Uma professora de português que conheço muito bem... contou-me esta história, a mim, Nadinha. E falou assim.
Tive, há uns anos, uma turma péssima de 10º ano. Muitos alunos tinham notas a português entre dois e cinco valores e quase todos tinham estas notas a matemática. No meio disto tudo, havia a Vera, uma aluna que, quando todos tinham negativa e ela tinha 17, tentava tirar 18 ou 19, tendo acabado o 12º com vintes.
No fim do ano, alguns dos piores alunos resolveram assistir às aulas de apoio que eu podia dar, gratuitamente, se tivesse "fregueses" e, a partir daí, portaram-se muito pior nas aulas, dizendo que, como iam ao apoio, já não precisavam de se esforçar mais.
Um dia, fizeram-me queixa da Vera:
- Ela tem a mania de imitar uma mula nas aulas e os professores nem desconfiam dela e ralham connosco. É claro que nós não fazemos queixa...

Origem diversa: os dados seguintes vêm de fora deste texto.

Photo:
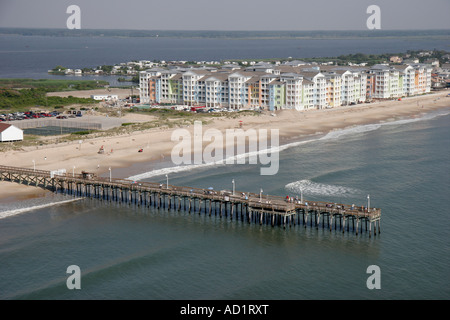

Perguntei-lhes várias vezes por que razão não faziam queixa e eles deram sempre boas razões, bondosas e muito solidárias, sem aparentemente se darem conta de que, ao contarem-me a mim, estavam a fazer queixa...
- Mas eu nunca ouvi esse ruído da mula. - Respondi, tentando disfarçar a vontade de rir.
- Ela nas suas aulas não imita uma mula porque gosta muito de si e está sempre a falar de si e a dizer isso.
- Mas o que é isso de imitar a mula?
- Zurra.
- Ah! Zurra?! Mas isso não é imitar um burro? - Perguntei.
- Sim, também pode ser...
- Eu já reparei que ela fica muito aborrecida quando vocês dizem asneiras ou exprimem ideias parvas, racistas, por exemplo. Não será nessa altura que ela "imita a mula"?
- Sim, talvez...
- E vocês não percebem que ela vos está a chamar burros?
- Ah! Pois é! Pode ser... Havemos de reparar quando é que ela faz isso... - iam dizendo eles entre si, muito consternados.
Eu tinha muita pena desta rapariga, caída no meio daquela cambada de ignorantes e parvos, muito enfadada, mas ela não se deixava influenciar nada por ninguém, nunca. E divertia-se à sua maneira. Um dia, no fim do ano, uma colega pediu-lhe que lhe fizesse um trabalho para me apresentar, a ver se não reprovava.
O trabalho estava invulgarmente bem redigido, mas aparecia nele várias vezes a palavra vera, com o sentido de verdadeira, autêntica, etc... a amiga também não reparou nesta assinatura... e eu não podia afirmar que fosse uma assinatura, nem tinha provas de que o trabalho não tinha sido feito por ela... de facto, o único defeito do texto era a repetição excessiva desta palavra.
Vou pedir à Vera que leia isto, a ver se é vero, pois nunca lhe contei esta "não-queixa" que os colegas me fizeram e também tive o cuidado de não a contar aos outros professores da rapariga, a não ser depois de as aulas acabarem.
Há quem chame a isto, e vem a propósito o termo: intelijumência (palavra aglutinada e derivada de jumento).
Pensando melhor, as mulas não zurram, acho eu.